Enhanced identification of novel pathogenic variants in hereditary hearing loss through physical phasing with integrated short and long-read sequencing data.

Abstract

Haplotagged variant calling is essential for determining genetic etiologies in hereditary hearing loss (HHL) cases when familial testing is unavailable, and long-read whole-genome sequencing (lrWGS) enables this by outperforming in several key areas: enhanced detection of structural variations (SVs) and precise long-range haplotype phasing. In this study, we enrolled two HL cases from the China Deafness Genetics Consortium (CDGC) cohort, whose genetic tests were previously inconclusive due to a lack of pedigree segregation data. Small variants (including SNVs and InDels) profiles were generated by short-read whole-genome sequencing (srWGS), while SVs were identified and co-phased with small variants using a read-based approach.

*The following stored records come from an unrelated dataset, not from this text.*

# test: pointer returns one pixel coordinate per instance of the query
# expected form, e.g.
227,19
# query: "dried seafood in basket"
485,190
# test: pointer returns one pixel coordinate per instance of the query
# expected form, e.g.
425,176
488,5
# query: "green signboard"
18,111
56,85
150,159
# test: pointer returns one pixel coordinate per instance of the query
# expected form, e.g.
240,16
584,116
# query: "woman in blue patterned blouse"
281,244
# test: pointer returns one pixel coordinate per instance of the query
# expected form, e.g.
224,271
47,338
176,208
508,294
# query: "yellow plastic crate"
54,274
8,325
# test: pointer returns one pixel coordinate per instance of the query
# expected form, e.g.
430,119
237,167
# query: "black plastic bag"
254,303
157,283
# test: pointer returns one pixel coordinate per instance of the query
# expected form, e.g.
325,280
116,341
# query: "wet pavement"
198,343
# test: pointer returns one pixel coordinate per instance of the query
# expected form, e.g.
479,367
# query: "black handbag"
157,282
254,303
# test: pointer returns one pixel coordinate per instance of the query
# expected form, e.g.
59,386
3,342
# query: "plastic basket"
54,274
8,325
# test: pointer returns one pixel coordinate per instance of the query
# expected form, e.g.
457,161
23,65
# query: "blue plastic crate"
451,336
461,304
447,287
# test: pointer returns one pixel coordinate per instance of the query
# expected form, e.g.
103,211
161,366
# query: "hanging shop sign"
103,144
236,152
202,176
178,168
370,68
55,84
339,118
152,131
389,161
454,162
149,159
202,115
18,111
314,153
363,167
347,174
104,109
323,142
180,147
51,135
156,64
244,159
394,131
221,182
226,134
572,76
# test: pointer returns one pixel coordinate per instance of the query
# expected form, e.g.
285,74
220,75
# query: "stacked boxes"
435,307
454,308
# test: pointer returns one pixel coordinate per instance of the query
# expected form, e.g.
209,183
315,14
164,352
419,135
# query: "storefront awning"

As a result, 87% and 83% of the chromosomal regions were successfully phased, and reached mean haplotype block lengths up to 661.9 kb and 309.9 kb, respectively. A total of 483 and 434 small variants, along with three and six heterozygous SVs in coding and splice regions of 201 HL-associated genes were phased. Pathogenic interpretations resolved compound heterozygosity in MARVELD2, identifying a pathogenic (P) variant NM_001038603.3:c.782G > A in trans with a novel pathogenic (P) deletion (NM_001038603.3:c.1183-1288_1503 + 195del). Additionally, we identified a known P variant NM_022124.6:c.5369-1G > A, which was oriented in trans with a P deletion NM_022124.6:c.-5-12_67 + 154del in the CDH23 gene. This study demonstrates the clinical utility of integrating srWGS and Nanopore lrWGS for comprehensive variant detection and haplotype determination in HL cases with limited family background details, providing a robust framework for resolving complex genetic etiologies and improving diagnostic precision.